Corinne Lepage : Oui, c’est tout à fait possible. Par contre, le principe pollueur / payeur ne peut pas être caduc, c’est un principe d’ordre public. Cela aurait pour conséquence d’introduire un système d’irresponsabilité complète. Il ne serait plus appliqué et serait dès lors abandonné pour deux raisons. La première, pose l’obligation de saisir en cas de pollution non pas le tribunal du pays pollué, mais le tribunal auquel appartient le bateau pollueur. Ceci signifie que compte tenu des affaires de pavillon de complaisance, les victimes n’obtiendront jamais rien du tout. Ce qui veut dire que c’est une irresponsabilité organisée.  

Seconde raison, l’avocat général propose d’exclure tout autre régime de responsabilité de réparation. On a renvoyé le problème sur une responsabilité civile. Ceci a permis à Total d’être déclaré par la Cour d’appel pénalement responsable et non civilement. Ainsi Total n’a pas été condamné à payer, ce qui est, selon moi, très choquant. Si on suit l’avocat général, l'entreprise ne pourrait pas être non plus condamnée sur le plan pénal. Au final, ni Total ni la société de classification italienne Rina ne sont condamnés à payer quoi que ce soit. Cette situation est invraisemblable quand on sait que la Cour de justice de l'Union européenne et la chambre civile de cassation ont jugé exactement le contraire à ma demande. Il y a donc bien une disparition du principe pollueur / payeur.

Ne peut-on pas voir là, l’arrêt de mort du droit de l’environnement ?

D’une certaine manière, oui. Ce sont trente ans de problèmes jurisprudentiels qui sont mis par terre. Vous avez deux conceptions qui s’affrontent. Il y a le droit maritime qui dit : il n’y a que la liberté des mers qui compte. Elle exclut qu’un État puisse intervenir y compris pour lutter contre la pollution des côtes. Enfin, vous avez le droit commun et le droit de l’environnement qui disent qu'un État a le droit de se prémunir et de réprimer toute pollution menaçant ses côtes. La liberté des mers est quelque chose d’important, mais la liberté des mers n’a jamais été la liberté de polluer.

On assisterait alors à une régression de "la liberté des mers" ?

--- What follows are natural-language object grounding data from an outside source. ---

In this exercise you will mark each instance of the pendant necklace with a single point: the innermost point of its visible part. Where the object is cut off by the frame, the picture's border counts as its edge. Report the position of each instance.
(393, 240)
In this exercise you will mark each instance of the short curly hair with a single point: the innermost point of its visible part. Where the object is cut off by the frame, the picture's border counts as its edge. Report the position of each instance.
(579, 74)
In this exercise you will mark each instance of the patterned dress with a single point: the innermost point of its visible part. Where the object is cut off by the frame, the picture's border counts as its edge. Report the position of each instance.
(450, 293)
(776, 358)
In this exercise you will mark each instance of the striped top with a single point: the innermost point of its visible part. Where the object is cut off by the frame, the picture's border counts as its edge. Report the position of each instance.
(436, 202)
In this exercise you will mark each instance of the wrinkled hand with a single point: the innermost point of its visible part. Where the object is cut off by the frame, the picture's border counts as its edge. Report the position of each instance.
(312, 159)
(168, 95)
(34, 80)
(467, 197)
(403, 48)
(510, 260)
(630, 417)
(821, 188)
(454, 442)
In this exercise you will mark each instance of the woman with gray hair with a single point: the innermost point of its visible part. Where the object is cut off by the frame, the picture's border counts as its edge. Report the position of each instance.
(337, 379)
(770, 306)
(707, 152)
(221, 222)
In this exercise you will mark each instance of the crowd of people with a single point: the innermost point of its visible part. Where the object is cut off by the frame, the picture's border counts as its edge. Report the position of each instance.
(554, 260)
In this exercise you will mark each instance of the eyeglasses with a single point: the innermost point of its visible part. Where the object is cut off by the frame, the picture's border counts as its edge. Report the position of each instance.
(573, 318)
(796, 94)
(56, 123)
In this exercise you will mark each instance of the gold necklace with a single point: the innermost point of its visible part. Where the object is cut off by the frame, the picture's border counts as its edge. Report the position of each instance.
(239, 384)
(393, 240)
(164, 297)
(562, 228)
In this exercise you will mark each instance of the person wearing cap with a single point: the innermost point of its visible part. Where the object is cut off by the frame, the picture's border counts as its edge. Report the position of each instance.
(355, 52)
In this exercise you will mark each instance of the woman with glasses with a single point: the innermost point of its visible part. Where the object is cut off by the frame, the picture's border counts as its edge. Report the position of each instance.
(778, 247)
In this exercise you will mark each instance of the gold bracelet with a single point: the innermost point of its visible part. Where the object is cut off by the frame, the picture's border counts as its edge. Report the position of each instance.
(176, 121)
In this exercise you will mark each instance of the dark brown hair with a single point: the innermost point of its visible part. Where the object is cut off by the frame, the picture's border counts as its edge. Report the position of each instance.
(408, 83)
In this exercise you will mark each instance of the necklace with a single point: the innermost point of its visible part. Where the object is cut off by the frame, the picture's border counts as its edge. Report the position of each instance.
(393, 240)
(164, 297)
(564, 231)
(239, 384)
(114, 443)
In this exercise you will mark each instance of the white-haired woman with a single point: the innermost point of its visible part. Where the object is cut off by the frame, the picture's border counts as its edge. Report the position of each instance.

Considérable ! Ce n’est pas une question de libertés de transport. Personne ne veut remettre en cause la capacité des bateaux de naviguer. En revanche, ce que l’on veut, c’est la fin des passages de bateaux poubelles flottants qui mettent en péril les côtes européennes.

Pendant l’élection présidentielle, Najat Vallau-Belkacem assurait que François Hollande élu ferait tout pour obtenir une évolution du droit international. La nouvelle ministre de l’Environnement, Nicole Bricq, tiendra-t-elle cette promesse ?

C’est à elle qu’il faut le demander. Je suis quand même très étonnée de voir ce silence assourdissant. Madame Joly était pourtant très agitée pendant la campagne présidentielle pour dire des choses inexactes sur ce sujet. Aujourd’hui, à ma connaissance, tout le monde reste muet. J’attends maintenant de voir ce que va dire la Cour de cassation.

Personnellement, en tant que députée européenne, je vais essayer de voir ce qu’on peut faire au niveau communautaire. Après, rien n’empêchera le gouvernement français de prendre éventuellement une initiative auprès de l’Organisation maritime internationale. Ce qui importe le plus au final, c’est que l’Etat puisse intervenir sur une côte polluée quel que soit le lieu d’un accident.